The Duvernoy's gland is a gland found in some groups of colubrid snakes. It is distinguished from the venom gland and is not found in viperids or elapids. It was named for French zoologist Georges Louis Duvernoy who first described the gland in 1832.

The Duvernoy's gland is positioned posterior to the eye, encased in a thin cover of connective tissue, and consists mostly of serous cells. A single, short duct extends anteromedially from the lumen of the gland to the base of the posterior fangs.

==Function==
The function of the Duvernoy's gland has been the source of much study and speculation, and debate is still ongoing. It is widely recognized that the Duvernoy's gland is the homologue of venom glands in vipers and elapids. However, the two types of glands are also “anatomically and functionally distinct,” leading experts such as Dr. Kenneth Kardong to maintain the distinction between the Duvernoy's gland and venom glands. Other scientists such as Dr. Bryan Fry maintain that the Duvernoy gland is a primitive version of a venom gland and should be referred to as such. Dr. Stephen Mackessy suggests Duvernoy's gland does secrete venom and is homologous to the venom gland found in front-fanged snakes.

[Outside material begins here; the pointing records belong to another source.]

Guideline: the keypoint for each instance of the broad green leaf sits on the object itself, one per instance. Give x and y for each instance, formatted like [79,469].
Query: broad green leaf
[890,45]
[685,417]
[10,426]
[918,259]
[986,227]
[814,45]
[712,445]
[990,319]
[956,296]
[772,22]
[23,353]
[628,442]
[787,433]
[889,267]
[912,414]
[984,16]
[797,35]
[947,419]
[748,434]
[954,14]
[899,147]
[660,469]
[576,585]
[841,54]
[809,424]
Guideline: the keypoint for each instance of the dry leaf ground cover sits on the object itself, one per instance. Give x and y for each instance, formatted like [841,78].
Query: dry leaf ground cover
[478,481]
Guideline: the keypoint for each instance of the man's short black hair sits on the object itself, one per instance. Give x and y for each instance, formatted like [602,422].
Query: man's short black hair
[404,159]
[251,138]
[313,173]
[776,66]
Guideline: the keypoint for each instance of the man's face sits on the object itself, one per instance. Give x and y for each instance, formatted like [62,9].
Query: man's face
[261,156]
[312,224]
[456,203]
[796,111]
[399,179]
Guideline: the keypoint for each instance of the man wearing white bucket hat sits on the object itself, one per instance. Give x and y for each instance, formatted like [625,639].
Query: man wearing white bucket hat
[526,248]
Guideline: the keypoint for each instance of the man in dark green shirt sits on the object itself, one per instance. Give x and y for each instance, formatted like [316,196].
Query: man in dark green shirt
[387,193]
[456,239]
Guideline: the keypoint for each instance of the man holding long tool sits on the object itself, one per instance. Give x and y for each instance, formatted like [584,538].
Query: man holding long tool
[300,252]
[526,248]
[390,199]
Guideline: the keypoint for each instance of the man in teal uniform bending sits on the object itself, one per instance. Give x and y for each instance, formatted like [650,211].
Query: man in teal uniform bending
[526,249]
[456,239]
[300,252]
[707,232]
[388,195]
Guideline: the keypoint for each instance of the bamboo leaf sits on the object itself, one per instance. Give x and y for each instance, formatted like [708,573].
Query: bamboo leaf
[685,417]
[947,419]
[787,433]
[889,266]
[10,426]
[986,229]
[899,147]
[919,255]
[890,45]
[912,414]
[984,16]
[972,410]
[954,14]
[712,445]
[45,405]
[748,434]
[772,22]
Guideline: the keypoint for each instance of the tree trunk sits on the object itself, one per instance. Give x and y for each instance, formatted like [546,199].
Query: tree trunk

Because the secretions of this gland are associated with the swallowing behavior of snakes, the Duvernoy's gland may play a role in swallowing and/or digestion. Kardong also notes that although some Duvernoy's gland secretions may be toxic and that they can produce pain, swelling, and other effects if injected subcutaneously; this does not make those secretions venoms.

== Evolution ==
The evolutionary path of these separate glands may come from “venom proteins” whose genes are widely expressed in tissues of both venomous and non-venomous snakes. These genes are over-expressed in the venom glands (including Duvernoy's gland), indicating the secretions from these glands evolved separately, rather than sequentially.